We've done a good deal of reading-aloud this year, and here are my three favorites:
Treasures of the Snow | Patricia St. John
I remember reading Patricia St. John books as a girl, and this was one of my favorites. As I pondered our read-alouds for the year, God kept putting this one on my heart. I kept scrambling past that thought, because we already read this one aloud, years ago, but God kept nudging me toward this one, and I felt like He might want to use this story in one of my younger girls' hearts, so we began our year with this read-aloud.
It's a story centering around three children: Annette, her younger brother Dani, and a boy in their village named Lucien. Lucien and Annette aren't particularly fond of each other, and one day Lucien's actions cause an accident that deeply affects Annette, and she feels hatred and bitterness in her heart toward him. Her grandmother in particular encourages her to forgive Lucien, and Annette is faced with a choice of obeying God, in the act of forgiving Lucien, or holding onto the hatred.
I think what I love so much about this book is how Patricia St. John visually describes this choice. She writes of how Jesus stands at the door of our hearts and knocks, and when we let Him in, light floods in and there's no room for the darkness. But we have to let Him in. I have referred back to this story and the characters within it several times with one of my girls as a way to enter into a discussion about her own heart: "Do you remember Annette? And how much anger was in her heart? What did her grandma say to her? What happened to Annette when she...?" I highly recommend this book, and all my kids loved it.
I'd been hearing about this book for years, and Ella had already read it on her own, but what won me over to finally reading it aloud was not the book itself, but actually a quote I read by the author.
I am paraphrasing, here, but Jeanne Birdsall decided to write The Penderwicks because as a young girl she loved to read, and after reading all of her favorite books, she longed for more of those types of stories, but couldn't find them. So she grew up and wrote the kind of story she would have loved as a girl.
That won me over to her as an author, because I remember being that girl, too. Once I had read all the Laura Ingalls Wilder books, then the Anne series and everything else written by L.M. Montgomery, then several Louisa May Alcott titles, with a few treasures sprinkled in there by other authors, I ran out of the kinds of stories that I so loved. Ella has felt the same way.

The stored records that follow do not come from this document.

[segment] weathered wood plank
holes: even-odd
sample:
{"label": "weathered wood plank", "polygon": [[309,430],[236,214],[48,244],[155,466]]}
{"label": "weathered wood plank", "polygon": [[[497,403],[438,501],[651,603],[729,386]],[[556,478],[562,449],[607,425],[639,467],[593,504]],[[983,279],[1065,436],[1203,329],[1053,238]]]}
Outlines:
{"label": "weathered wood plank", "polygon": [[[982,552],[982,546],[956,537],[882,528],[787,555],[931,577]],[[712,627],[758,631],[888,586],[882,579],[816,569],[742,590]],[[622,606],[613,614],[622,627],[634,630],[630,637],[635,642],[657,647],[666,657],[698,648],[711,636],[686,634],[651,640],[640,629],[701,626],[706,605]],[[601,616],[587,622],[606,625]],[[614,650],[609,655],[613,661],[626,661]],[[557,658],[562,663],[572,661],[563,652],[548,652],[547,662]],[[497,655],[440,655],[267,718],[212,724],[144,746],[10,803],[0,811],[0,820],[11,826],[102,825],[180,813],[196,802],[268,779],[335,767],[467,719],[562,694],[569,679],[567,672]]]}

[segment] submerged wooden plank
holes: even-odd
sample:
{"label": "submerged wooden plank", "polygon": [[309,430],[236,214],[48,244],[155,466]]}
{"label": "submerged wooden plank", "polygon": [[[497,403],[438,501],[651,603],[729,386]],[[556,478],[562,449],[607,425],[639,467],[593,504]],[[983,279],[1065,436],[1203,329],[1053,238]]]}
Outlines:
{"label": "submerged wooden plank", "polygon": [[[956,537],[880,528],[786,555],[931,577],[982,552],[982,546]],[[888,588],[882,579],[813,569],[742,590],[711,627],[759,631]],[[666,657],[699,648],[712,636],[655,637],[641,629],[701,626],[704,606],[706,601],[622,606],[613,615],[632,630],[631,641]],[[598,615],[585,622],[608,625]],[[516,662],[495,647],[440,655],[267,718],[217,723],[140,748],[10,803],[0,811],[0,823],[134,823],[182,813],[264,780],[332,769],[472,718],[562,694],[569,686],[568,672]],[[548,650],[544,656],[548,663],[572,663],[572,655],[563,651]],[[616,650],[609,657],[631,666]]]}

So one day I opened up The Penderwicks and began to read, and it was a delightful story of everyday children and their summer adventures. We really enjoyed it. I have yet to read any of the other titles, so if any of you have read the rest of the series, I'd love to hear it!
This was our most recent read-aloud, and it was so wonderful to have no school this past month, because I was able to spend a good deal of time each day reading this, and my kids were constantly pleading for more (which, as you well know, is always the sign of a well-chosen read-aloud!)
We just really liked this story. It was well-written and the plot and characters well developed. The book is about a small number of rabbits who leave their warren due to impending destruction of their home. They head off to find a new home for themselves, encountering dangers and learning lessons along the way. The rabbits Hazel, Fiver, Bigwig and Pipkin, and the gull Kehaar became dear to all of us as we read this book. The rabbits speak to one another and have their own language and mythology.
Note: My least-favorite part of the book were the sections where one of the rabbits told a story about one of their ancestors (because, boring. Get back to the plot, already.) But those sections were actually my boys' favorite parts of the book, so go figure. ;)
We are currently reading Little Women, which all of us girls love so far. And my boys are being champs about. (I told them that they just got to read of battles, suspense and adventures with rabbits, so they can handle some women for awhile. ;))
What are you currently reading aloud in your home?